Shang Qing tradition describes different realms of “consciousness” that the adept can transcend to gain clarity (shang – ascend, qing – clarity).  Thus its practices are often traced back to shamanism by which the wu-shaman enters into a trance state, induced by fasting, dancing, singing, and/or meditating — where shamanism can arguably be considered the early roots of Daoism.  Access to these altered dimensions by which the “mind” is perceiving and sensing differently can lead to realizations of relativity, impermanence, non-judgment, and attunement – providing the early precepts associated with early “Daoist” philosophy, as conveyed by such popular texts like the Lao Zi (Dao De Jing), Zhuang Zi, Lie Zi, and Huai Nan Jing.  In addition, as shamans were healers, much of their revelations also began to be incorporated into Chinese medical treatises, such as the medical corpus Huang Di Nei Jing.

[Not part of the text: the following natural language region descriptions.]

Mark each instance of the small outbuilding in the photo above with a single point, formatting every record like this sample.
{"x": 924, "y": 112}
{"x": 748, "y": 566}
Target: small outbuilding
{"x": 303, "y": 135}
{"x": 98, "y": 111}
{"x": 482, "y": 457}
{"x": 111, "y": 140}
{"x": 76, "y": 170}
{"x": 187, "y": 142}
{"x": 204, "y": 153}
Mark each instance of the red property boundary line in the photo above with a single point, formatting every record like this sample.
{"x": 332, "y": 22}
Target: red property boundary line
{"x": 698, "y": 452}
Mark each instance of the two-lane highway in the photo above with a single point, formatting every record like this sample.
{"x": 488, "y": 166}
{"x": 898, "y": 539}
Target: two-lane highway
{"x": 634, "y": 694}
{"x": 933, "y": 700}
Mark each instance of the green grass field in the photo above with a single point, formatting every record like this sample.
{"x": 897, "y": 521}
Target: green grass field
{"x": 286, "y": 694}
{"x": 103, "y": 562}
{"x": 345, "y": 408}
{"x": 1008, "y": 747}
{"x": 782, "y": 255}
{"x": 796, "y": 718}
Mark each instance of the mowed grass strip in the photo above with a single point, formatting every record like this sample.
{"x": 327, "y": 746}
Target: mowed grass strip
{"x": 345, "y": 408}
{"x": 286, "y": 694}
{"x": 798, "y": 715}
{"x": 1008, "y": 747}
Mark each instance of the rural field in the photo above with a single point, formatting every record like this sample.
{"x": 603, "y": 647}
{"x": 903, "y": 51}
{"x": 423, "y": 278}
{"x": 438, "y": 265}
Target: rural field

Following the principles of Daoism, early Chinese medicine conceived of the shen-body as the materialization of the intangible shen-spirit, which could be influenced by external naturalistic forces, as well as internal psychosocial factors, and how these etiologies could impact the health of the individual.  Crucial to this belief was the kong-emptiness/space that lies between substantiated reality and unsubstantiated mystery, with the impetus for the clinician (in the earliest forms, a shaman) to meditate and mediate into that “space” of all possibilities.

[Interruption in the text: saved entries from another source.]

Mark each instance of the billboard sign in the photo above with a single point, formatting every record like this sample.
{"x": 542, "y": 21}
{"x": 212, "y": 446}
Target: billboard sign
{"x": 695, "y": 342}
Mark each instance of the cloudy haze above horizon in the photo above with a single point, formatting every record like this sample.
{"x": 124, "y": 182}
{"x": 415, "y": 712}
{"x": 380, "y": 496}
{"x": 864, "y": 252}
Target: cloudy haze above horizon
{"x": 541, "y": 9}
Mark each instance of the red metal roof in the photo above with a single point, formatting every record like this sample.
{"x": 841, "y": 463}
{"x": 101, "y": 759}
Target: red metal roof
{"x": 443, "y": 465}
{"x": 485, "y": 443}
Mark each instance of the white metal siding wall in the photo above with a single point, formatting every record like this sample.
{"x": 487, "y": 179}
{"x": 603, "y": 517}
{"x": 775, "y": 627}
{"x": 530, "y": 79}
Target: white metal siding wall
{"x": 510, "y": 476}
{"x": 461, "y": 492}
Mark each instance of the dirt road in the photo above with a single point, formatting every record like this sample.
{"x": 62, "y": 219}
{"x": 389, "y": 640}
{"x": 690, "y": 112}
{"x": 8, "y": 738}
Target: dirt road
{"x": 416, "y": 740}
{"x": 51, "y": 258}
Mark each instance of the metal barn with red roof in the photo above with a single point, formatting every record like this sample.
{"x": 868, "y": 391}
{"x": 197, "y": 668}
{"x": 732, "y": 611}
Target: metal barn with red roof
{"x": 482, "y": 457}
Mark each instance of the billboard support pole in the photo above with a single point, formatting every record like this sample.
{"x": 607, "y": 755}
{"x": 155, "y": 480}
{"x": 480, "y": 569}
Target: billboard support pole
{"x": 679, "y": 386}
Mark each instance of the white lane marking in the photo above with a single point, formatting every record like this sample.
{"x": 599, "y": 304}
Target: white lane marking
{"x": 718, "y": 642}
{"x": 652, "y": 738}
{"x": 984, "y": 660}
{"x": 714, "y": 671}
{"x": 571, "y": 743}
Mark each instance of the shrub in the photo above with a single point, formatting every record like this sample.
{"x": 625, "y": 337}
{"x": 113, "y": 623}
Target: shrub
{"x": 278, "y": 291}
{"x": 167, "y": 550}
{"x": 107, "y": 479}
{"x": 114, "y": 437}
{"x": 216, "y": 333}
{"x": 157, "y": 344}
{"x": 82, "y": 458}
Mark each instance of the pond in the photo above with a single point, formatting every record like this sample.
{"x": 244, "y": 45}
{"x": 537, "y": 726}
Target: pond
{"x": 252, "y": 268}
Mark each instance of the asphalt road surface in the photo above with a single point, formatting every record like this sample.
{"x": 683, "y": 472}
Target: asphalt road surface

Acupuncture evolved as a dowsing needle, like a compass needle, to provide “direction” or move the “wind” for the afflicted to discover the course of “healing.”  Herbal medicine substantiated the tangible/physical avenues that serve as the “boundaries” of that space.  In addition, general regimens that sustain the shen-body and shen-spirit – such as diet, exercise, and sleep — began to be understood beyond their nutritive value, and now developed into healing modalities, such as nutrition, daoyin (today referred to as qigong), anqiao (today referred to as tuina/massage therapy) and meditation.  In addition, healers recognized the importance of the use of non-tangible modalities to impact the shen-spirit through the sensory portals (eyes – color therapy; ears – sound/music/chanting; nose – incense/aromatherapy; tongue – taste therapy; throat – voice/chanting).  Depending on the individual’s issues, the clinician was able to select from this vast repertoire of tools/methods to invoke or provoke healing.

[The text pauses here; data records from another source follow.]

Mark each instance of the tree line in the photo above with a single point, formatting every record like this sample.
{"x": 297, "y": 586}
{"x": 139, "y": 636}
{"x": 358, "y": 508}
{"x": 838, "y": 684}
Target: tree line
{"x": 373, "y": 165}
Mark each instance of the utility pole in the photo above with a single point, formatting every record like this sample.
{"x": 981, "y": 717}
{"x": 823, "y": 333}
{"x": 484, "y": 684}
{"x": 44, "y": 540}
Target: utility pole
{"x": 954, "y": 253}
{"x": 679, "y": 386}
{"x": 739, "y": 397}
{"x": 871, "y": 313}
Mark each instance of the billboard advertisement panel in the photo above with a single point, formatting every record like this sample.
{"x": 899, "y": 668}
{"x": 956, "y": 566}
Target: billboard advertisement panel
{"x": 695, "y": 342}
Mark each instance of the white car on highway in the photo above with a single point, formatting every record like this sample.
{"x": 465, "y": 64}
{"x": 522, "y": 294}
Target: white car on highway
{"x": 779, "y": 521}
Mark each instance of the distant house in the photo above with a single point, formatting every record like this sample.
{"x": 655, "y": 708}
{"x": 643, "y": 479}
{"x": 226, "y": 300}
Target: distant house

Shang Qing Daoism dominated during the Tang Dynasty (618-907 CE) as a major spiritual and healing tradition, including some of its most famous physicians at that time – 10th Generation Sun Simiao (581-682 CE) and 11th Generation Sima Chengzhen (647-735 CE) – both of whom served as physicians to the imperial families.  During this dynasty, the order was decreed by the imperial court to supervise the activities of the five sacred mountains of China.  By the Song Dynasty, the school began to decline as a new Daoist tradition that had integrated Chan Buddhism was gaining relevance – Quan Zhen/Complete Reality Daoism.

Along with internal strife occurring within the Shang Qing order where some in the tradition broke from its historical practices and began to emphasize more on Thunder Magic (Lei Fa), the school fractured into two denominations (Mao Shan and Yu Qing (with the Yu Qing sect moving westward to Mt. Hua/Hua Shan).  (Yu Qing refers to yu-jade and qing-clarity/purity, indicating the alchemical process of purification that can lead to tai-grand clarity as the shen-spirit shang-ascends into the “crystal” transparency and refinement associated with yu-jade – often personified as San Qing/Three Pure Ones) Huang Lao is a reference back to one of the earliest historical terms given to Daoist adepts, where different traditions were not differentiated, and simply understood as teachings passed down from Huang Di/Yellow Emperor and Lao Zi).

Today, as Quan Zhen Daoism has dominated China, there are only fragments of the Shang Qing school still found in China, with most of its remaining lineage scattered outside of China in Hong Kong, Taiwan, Korea, Southeast Asia, and overseas.

Master Jeffrey Yuen (Daoist name, Xuan Xu) continues the Shang Qing tradition in the United States and has worked to preserve all traditions of Daoism.